In some cases, leg cramps are persistent, painful, or disturbing to sleep, and other adjustments such as to diet, hydration, and exercise do not prove effective. In such cases, referral to a trained physiotherapist can be helpful in eliminating any other physical causes, such as the misalignment of joints or hidden muscular injuries. Physiotherapists have specialised experience, and access to resources and equipment that will allow them to conduct a detailed analysis of physical causes of the problem. This may be anything from underdeveloped or overdeveloped muscles, muscular tears, misaligned joints, postural problems, and more. On the basis of this information, they can then devise a detailed programme for the improvement of the symptoms and recovery, or ways to manage the symptoms effectively.

Physio treating a female patient with a leg injury

Physiotherapists will usually require patients to complete regular stretches and exercises, and then to assess improvements. These are likely to first be performed in front of the practitioner to ensure that no bad habits are being formed or additional problems created. Then the stretches and exercises can be performed regularly at home over a number of weeks or months, with intermittent check-ups. A high level of self-discipline and regularly engaging with the exercises is key to seeing results and improvement.

Medication and Anti-Inflammatory Products

In severe cases, taking some form of medication can help to ease cramps in legs and other areas, but in some cases, other medication may also be the cause of the cramps. Dehydration is a common cause of muscle spasms and cramps in legs, and if you are taking a medicine with a diuretic effect—meaning that you will pass water more frequently—dehydration can occur much more quickly. Diuretic medication might include products such as statins, lithium, cimetidine, terbutaline, nifedipine, salbutamol, phenothiazines and penicillamine medication.

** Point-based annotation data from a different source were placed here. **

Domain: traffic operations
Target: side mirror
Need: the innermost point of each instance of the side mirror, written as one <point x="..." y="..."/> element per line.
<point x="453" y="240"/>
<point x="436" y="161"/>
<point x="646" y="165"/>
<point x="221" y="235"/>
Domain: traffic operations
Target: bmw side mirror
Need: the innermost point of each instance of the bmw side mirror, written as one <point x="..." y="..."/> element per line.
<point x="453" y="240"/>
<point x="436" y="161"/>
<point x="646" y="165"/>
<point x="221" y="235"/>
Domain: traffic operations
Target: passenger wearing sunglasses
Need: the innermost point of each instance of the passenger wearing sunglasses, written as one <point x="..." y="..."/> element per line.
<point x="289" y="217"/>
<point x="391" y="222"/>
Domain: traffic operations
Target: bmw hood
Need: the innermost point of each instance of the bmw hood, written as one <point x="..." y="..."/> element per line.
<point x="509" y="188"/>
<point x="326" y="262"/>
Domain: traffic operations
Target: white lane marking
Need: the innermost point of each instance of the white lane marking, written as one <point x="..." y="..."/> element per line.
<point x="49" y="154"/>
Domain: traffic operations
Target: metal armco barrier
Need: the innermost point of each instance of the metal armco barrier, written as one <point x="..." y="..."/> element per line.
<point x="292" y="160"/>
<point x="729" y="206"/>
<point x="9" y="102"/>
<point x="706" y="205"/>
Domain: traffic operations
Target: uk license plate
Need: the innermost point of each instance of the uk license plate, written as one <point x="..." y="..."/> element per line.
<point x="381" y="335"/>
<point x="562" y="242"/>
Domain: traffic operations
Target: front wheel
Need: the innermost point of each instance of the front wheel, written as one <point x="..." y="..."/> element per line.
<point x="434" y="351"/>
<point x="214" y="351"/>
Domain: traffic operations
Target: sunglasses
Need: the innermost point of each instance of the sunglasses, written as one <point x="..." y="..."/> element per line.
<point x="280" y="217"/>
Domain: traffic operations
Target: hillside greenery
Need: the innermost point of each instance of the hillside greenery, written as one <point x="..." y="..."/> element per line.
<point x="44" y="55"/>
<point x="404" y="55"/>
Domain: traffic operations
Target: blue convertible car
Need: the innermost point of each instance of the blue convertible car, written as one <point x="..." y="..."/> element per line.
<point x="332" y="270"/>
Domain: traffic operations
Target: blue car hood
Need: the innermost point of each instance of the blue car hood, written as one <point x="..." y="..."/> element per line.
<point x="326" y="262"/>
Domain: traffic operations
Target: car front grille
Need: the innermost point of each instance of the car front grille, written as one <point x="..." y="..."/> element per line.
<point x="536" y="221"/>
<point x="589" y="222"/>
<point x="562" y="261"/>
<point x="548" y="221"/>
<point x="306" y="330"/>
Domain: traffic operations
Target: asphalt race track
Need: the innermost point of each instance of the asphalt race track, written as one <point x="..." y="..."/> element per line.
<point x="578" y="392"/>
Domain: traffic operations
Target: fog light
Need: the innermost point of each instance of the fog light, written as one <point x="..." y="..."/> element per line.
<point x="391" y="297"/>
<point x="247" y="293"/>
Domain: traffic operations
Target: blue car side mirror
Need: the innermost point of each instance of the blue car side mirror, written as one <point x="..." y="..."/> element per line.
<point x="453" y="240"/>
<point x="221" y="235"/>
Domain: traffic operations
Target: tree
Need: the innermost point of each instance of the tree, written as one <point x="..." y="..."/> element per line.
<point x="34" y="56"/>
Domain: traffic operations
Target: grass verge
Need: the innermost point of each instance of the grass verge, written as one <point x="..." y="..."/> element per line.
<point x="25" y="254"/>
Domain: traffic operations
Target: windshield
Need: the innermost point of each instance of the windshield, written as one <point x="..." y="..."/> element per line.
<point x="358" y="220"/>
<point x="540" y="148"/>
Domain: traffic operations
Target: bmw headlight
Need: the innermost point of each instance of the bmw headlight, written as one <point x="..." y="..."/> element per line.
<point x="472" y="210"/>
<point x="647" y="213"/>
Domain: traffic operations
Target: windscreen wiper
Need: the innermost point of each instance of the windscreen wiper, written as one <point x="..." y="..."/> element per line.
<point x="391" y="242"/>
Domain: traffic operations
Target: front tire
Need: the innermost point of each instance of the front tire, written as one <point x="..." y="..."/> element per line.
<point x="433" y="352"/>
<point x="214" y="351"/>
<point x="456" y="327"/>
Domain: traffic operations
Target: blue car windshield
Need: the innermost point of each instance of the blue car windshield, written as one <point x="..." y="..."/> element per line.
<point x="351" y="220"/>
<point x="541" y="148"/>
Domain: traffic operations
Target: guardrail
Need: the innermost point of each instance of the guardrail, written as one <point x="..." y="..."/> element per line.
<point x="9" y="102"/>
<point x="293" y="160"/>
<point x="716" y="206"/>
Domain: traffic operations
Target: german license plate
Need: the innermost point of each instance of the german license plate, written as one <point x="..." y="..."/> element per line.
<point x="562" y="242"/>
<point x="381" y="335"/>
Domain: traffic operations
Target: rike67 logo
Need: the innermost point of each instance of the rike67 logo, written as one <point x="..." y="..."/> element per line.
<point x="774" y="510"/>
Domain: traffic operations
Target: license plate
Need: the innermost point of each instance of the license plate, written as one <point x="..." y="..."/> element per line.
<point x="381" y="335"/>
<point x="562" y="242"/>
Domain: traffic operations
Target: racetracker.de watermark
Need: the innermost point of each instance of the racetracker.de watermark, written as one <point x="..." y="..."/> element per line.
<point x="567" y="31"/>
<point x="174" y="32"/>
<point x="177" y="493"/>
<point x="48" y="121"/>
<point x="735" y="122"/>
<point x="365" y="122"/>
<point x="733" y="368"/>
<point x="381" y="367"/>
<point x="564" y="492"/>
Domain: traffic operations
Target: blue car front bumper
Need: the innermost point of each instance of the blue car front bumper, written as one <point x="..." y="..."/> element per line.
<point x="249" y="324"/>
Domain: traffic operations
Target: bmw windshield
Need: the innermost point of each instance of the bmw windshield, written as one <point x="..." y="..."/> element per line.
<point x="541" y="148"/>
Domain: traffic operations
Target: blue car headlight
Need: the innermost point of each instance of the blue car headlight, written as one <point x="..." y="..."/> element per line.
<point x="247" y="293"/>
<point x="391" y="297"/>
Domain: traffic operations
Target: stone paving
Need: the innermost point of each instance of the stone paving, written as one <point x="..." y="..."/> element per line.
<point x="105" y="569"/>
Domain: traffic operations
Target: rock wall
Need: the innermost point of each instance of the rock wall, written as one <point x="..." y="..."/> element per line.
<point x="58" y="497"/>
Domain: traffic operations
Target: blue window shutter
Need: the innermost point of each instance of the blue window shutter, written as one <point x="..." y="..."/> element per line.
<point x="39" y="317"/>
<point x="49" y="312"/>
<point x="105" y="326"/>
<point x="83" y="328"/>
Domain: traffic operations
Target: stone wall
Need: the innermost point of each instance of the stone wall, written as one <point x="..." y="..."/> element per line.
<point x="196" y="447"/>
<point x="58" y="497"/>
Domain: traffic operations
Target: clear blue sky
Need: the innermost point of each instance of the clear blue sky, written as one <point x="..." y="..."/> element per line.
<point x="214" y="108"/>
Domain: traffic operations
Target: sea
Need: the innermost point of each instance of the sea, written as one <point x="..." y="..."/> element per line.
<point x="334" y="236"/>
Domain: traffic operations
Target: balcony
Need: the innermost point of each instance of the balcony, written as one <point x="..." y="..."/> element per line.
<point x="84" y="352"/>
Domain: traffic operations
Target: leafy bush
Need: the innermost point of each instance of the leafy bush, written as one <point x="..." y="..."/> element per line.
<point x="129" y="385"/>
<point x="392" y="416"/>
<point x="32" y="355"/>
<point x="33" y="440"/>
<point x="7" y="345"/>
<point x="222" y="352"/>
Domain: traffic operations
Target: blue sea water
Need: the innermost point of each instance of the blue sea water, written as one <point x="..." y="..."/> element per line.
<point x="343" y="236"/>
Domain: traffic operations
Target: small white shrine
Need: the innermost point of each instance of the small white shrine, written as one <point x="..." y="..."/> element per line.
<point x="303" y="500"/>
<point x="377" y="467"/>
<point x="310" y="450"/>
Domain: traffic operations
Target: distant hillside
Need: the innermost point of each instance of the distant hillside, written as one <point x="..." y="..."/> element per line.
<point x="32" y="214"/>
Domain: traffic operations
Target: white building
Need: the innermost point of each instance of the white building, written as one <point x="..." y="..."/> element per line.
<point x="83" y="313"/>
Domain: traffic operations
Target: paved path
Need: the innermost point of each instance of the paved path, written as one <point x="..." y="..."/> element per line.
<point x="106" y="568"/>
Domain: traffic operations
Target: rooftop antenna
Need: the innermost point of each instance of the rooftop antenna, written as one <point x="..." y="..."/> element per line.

However, anti-inflammatory products and other medications can be very effective in the treatment of leg cramps. Anti-inflammatory medication such as tablets or topical gels can sometimes be combined in small, safe doses. An ibuprofen tablet can be taken, for example, while a gel is applied to the area if it is tender or swollen, following or during cramping.

3 doctors in a hospital

If tenderness or pain is experienced after cramping, paracetamol can help to reduce the pain and improve comfort and sleep. If you are ever in doubt then you should speak with a doctor or a clinician for a professional diagnosis.